Well, we know that gun owners are not going to form a separate country the way slaveholders did with the Confederacy! I suppose there are some people out there who think that their guns are going to be taken away by the U.S. government and that they somehow have to fight that—ranchers, these groups in the West that actually want to form their own country—but that’s not the same thing as what slaveholders did, they were actually able to form their own country and fight a long war to defend the right of slaveownership.

I think the lesson that we can learn is that for gun activists, there are all these groups that came up after the massacre in Sandy Hook, but I think the problem now is to effect political change. We have to have laws in place; given the current makeup of Congress, that doesn’t seem likely now, but the way you effect political change is through elections, you vote people out and you vote people in.

And I think the biggest thing that people who believe in gun regulation have to do is this has to be an important part of the Democratic Party platform. That’s what happened with the Republican Party in the 1850s. They made the nonextension of slavery part of their party platform—the defining part, actually. Gun control doesn’t have to be the defining part [of the Democratic Party platform], but it has to be a defining part.

Abolitionists and anti-slavery politicians made the point that the Constitution did not protect slavery. They made that case. So activists now should make the case that the Second Amendment is not applicable to a country where you don’t need a militia of armed adult white men, as it was described in the Militia Act of 1792.

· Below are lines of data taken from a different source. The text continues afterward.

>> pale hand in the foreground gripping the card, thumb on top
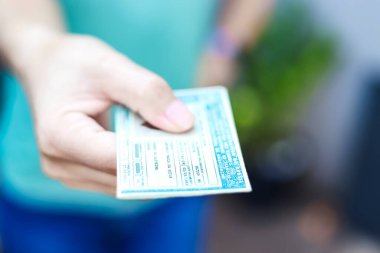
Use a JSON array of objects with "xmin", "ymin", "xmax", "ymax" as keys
[{"xmin": 18, "ymin": 32, "xmax": 194, "ymax": 195}]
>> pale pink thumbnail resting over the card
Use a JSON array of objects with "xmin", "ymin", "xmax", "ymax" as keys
[{"xmin": 165, "ymin": 99, "xmax": 194, "ymax": 131}]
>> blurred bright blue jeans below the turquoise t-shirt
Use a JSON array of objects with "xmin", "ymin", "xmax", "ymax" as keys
[{"xmin": 0, "ymin": 197, "xmax": 208, "ymax": 253}]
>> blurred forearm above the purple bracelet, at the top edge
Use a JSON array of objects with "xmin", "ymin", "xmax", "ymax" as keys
[{"xmin": 219, "ymin": 0, "xmax": 275, "ymax": 48}]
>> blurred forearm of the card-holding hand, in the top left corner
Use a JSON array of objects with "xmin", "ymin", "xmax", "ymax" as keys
[{"xmin": 0, "ymin": 0, "xmax": 64, "ymax": 73}]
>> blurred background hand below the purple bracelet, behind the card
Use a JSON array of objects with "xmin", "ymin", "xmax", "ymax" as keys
[{"xmin": 197, "ymin": 51, "xmax": 236, "ymax": 87}]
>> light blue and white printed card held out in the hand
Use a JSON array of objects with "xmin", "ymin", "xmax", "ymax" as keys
[{"xmin": 115, "ymin": 87, "xmax": 251, "ymax": 199}]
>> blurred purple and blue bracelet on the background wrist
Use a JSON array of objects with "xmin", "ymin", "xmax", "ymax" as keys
[{"xmin": 208, "ymin": 27, "xmax": 239, "ymax": 59}]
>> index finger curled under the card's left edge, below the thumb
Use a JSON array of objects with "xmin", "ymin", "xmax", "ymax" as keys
[{"xmin": 39, "ymin": 112, "xmax": 116, "ymax": 172}]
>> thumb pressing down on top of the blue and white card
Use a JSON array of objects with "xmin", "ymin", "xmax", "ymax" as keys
[{"xmin": 104, "ymin": 55, "xmax": 194, "ymax": 132}]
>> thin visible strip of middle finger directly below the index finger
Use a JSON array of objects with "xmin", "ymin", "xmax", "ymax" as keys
[{"xmin": 42, "ymin": 157, "xmax": 116, "ymax": 187}]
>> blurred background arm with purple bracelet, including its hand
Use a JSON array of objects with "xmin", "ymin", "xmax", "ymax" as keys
[{"xmin": 198, "ymin": 0, "xmax": 274, "ymax": 86}]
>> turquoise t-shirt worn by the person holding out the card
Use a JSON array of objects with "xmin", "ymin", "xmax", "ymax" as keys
[{"xmin": 0, "ymin": 0, "xmax": 218, "ymax": 215}]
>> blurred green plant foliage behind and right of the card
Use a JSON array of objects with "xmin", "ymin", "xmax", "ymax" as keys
[{"xmin": 231, "ymin": 1, "xmax": 335, "ymax": 150}]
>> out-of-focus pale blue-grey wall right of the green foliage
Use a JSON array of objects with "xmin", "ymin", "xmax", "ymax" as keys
[{"xmin": 304, "ymin": 0, "xmax": 380, "ymax": 188}]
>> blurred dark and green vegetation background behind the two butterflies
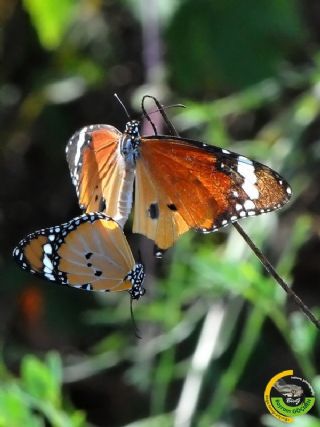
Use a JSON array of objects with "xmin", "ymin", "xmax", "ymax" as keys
[{"xmin": 0, "ymin": 0, "xmax": 320, "ymax": 427}]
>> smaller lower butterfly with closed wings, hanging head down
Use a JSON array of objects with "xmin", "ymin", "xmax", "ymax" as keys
[{"xmin": 13, "ymin": 212, "xmax": 145, "ymax": 299}]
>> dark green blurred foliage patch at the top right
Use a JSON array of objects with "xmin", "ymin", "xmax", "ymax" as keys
[{"xmin": 168, "ymin": 0, "xmax": 304, "ymax": 96}]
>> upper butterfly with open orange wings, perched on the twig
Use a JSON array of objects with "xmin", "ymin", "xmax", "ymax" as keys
[{"xmin": 66, "ymin": 108, "xmax": 291, "ymax": 253}]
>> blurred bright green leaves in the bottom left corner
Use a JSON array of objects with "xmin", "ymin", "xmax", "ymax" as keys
[{"xmin": 0, "ymin": 353, "xmax": 87, "ymax": 427}]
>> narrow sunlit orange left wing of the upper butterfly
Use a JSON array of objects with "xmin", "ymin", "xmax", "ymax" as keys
[{"xmin": 66, "ymin": 125, "xmax": 134, "ymax": 226}]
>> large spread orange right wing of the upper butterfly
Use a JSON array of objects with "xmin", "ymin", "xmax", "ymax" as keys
[{"xmin": 133, "ymin": 136, "xmax": 291, "ymax": 249}]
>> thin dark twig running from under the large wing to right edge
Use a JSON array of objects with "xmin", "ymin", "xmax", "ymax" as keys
[{"xmin": 233, "ymin": 222, "xmax": 320, "ymax": 329}]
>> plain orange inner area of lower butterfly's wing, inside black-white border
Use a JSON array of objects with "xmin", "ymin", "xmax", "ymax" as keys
[{"xmin": 57, "ymin": 214, "xmax": 135, "ymax": 291}]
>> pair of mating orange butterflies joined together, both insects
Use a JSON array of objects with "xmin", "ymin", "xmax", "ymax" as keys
[{"xmin": 13, "ymin": 100, "xmax": 291, "ymax": 299}]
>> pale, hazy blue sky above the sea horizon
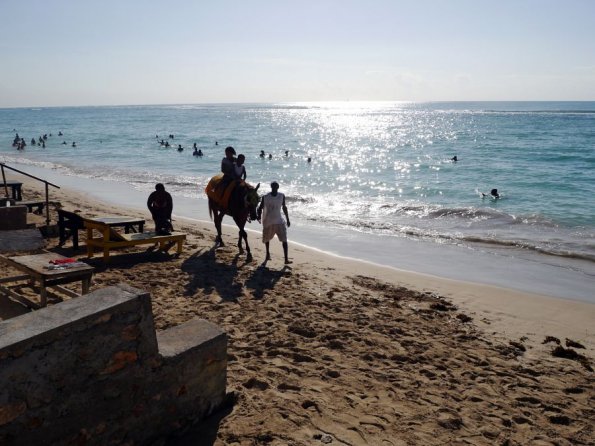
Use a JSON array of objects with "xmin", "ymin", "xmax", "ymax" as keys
[{"xmin": 0, "ymin": 0, "xmax": 595, "ymax": 107}]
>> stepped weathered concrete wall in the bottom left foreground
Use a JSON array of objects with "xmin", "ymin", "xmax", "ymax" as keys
[{"xmin": 0, "ymin": 284, "xmax": 227, "ymax": 445}]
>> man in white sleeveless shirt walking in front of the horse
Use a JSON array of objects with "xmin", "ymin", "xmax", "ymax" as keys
[{"xmin": 257, "ymin": 181, "xmax": 291, "ymax": 265}]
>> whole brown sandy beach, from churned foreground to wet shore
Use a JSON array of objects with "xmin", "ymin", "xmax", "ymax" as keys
[{"xmin": 0, "ymin": 175, "xmax": 595, "ymax": 445}]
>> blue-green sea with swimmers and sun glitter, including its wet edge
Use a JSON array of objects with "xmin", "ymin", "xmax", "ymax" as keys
[{"xmin": 0, "ymin": 102, "xmax": 595, "ymax": 299}]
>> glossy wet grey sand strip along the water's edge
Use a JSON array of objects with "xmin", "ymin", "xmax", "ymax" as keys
[{"xmin": 5, "ymin": 163, "xmax": 595, "ymax": 304}]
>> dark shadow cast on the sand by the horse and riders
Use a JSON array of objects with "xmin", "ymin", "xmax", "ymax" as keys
[{"xmin": 181, "ymin": 247, "xmax": 243, "ymax": 302}]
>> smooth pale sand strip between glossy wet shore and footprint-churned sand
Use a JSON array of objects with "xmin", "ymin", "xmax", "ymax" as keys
[{"xmin": 9, "ymin": 171, "xmax": 595, "ymax": 347}]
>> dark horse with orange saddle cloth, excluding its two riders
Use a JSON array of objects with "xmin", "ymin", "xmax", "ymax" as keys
[{"xmin": 209, "ymin": 182, "xmax": 260, "ymax": 262}]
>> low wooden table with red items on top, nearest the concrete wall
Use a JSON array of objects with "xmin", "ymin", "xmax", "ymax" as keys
[{"xmin": 0, "ymin": 252, "xmax": 95, "ymax": 308}]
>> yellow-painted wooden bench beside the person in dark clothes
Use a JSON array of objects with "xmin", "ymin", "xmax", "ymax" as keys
[{"xmin": 84, "ymin": 219, "xmax": 186, "ymax": 262}]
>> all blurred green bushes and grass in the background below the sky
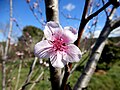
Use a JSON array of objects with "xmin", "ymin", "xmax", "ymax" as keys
[{"xmin": 0, "ymin": 26, "xmax": 120, "ymax": 90}]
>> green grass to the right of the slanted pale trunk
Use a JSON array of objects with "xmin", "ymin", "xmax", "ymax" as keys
[{"xmin": 88, "ymin": 61, "xmax": 120, "ymax": 90}]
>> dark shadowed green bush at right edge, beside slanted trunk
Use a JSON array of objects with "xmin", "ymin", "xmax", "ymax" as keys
[{"xmin": 97, "ymin": 39, "xmax": 120, "ymax": 70}]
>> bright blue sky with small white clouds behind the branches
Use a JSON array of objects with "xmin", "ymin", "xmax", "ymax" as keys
[{"xmin": 0, "ymin": 0, "xmax": 120, "ymax": 41}]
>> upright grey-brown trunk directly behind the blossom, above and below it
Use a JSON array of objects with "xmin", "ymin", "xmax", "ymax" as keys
[{"xmin": 45, "ymin": 0, "xmax": 61, "ymax": 90}]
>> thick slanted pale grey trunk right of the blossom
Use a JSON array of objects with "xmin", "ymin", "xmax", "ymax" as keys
[{"xmin": 74, "ymin": 18, "xmax": 120, "ymax": 90}]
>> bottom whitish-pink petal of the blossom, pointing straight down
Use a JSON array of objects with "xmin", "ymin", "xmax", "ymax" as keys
[{"xmin": 50, "ymin": 51, "xmax": 67, "ymax": 68}]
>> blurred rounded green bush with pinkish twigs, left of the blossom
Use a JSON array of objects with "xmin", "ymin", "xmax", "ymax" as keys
[{"xmin": 8, "ymin": 26, "xmax": 43, "ymax": 59}]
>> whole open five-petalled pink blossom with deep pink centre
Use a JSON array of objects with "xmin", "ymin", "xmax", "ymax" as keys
[{"xmin": 34, "ymin": 21, "xmax": 81, "ymax": 68}]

The reason why the Second Amendment is in the Constitution is because it was against the British Army, the standing army of the British Empire, that the American colonists raised their own army and fought for independence. A standing army was seen as a sign of corruption in a republic, that would actually lead to infringing on the rights of citizens. But we’ve had a standing army since the 19th century. And to use the Second Amendment now [to protect gun ownership] is completely ahistorical.

The best thing that can come out of the Orlando massacre is not hand-wringing; it’s political action. And I think that’s the lesson we can take from abolitionists—political abolitionists, Garrisonians, and anti-slavery politicians—who in their own ways were trying to effect political change.

I think the NRA is wrong on the Constitution, wrong on history, and wrong on humanity. This has become not even a liberal-conservative issue. It’s a question of human rights: People have the right to live, on a basic level. And if a country or government fails them on this, you have to seriously examine what are the ideals you are defending, when it’s costing so many lives.